Yeah, I looked around a bit, and there really aren’t many better paddles out there. I used to have an Ikelos, but the blade size might’ve been a bit too much. Although, I do prefer a slower cadence. I guess the squashed shaft on the Werners isn’t a big deal.

I have been looking into Greenland paddles just for a change, but not sure if that would be a good choice for me since I don’t use a spray skirt. It seems like I’d be getting a lot of water on my lap.

I wouldn’t say that a Greenland paddle will give you “a lot of water” on your lap, but it will get you a little wetter than a paddle with drip rings.

In warmer weather it’s no big deal, and kayaking is a water sport, right?

I have three Werner paddles. Two Cyprus paddles 205 & 210cm and an Ikelos at 210cm.

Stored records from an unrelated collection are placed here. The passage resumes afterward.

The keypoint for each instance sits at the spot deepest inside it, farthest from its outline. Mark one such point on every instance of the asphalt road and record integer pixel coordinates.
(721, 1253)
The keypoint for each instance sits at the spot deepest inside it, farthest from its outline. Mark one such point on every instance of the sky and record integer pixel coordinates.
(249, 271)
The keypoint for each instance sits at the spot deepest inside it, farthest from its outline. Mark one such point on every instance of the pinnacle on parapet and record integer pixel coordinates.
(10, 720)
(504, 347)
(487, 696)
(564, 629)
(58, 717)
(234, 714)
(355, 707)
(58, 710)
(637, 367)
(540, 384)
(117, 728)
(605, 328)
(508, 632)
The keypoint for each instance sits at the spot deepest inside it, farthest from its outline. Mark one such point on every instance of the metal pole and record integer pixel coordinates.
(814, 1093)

All three paddle shafts are round.

That was one of my two gripes about a GP. The other was it’s hard to get any power in very shallow water otherwise I liked the paddle but I did sell it.

The new Epic touring all carbon paddles now have round shafts. The old Epic touring had red shafts, but now they are black and round. The Epic paddles also weigh an ounce less than the Werner carbon paddles.

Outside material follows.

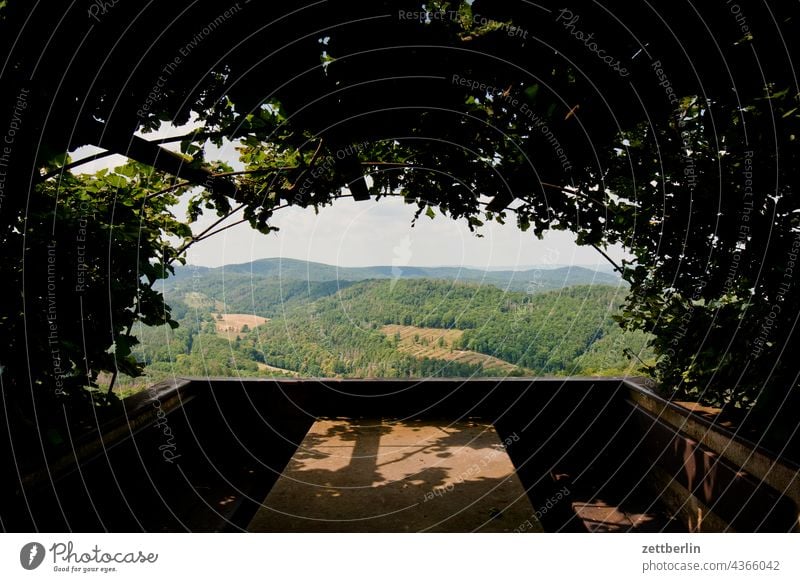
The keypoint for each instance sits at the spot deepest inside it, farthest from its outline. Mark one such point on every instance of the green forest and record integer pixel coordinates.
(261, 325)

Well, all mine are round-ish. But they are not round. So now the question is if round-ish is what you consider round.

1 Like

What do I consider round-ish? Round, not oval. My Epic paddle has an oval part where the hands on the right and left are placed. The new Epic Touring All Carbon paddles are different from the old red shafted paddles in that they—the shafts—are round.

Well, I have never seen an oval Werner paddle shaft. My Werners are not round and not oval. I would call them slightly egg-shaped.

Whatever. Want to get into a debate on semantics? Oval, egg-shaped, concave, etc…what I know is I possess three Werner paddles with round—no indentations—shafts.

What I am aiming at is:
The non-roundness of a Werner paddle shaft is so subtle that many Werner owners will probably think they have a round shaft.

So I have no way of knowing if your shaft really is round, or you just think it is round.

1 Like

What I remember when shortening my older Werner paddles I had to be careful not to cut off so much that the ferrule would extend into the subtle oval area and not work.

Yeah, it’s VERY subtle. Maybe I do like it better, LOL. It just feels a little odd compared to my Aquabound which I believe is totally round.

My question is, why would one prefer round at the grip area to the subtle squish area? You never need to look at the blade to see if it is right when entering the water. I almost always paddle with paddling gloves and even with gloves, and even feathered, I know when the blade is right to enter the water. That’s probably not a big deal in relatively mild conditions, but when it gets real busy in bumpy going it’s one less item that needs attention.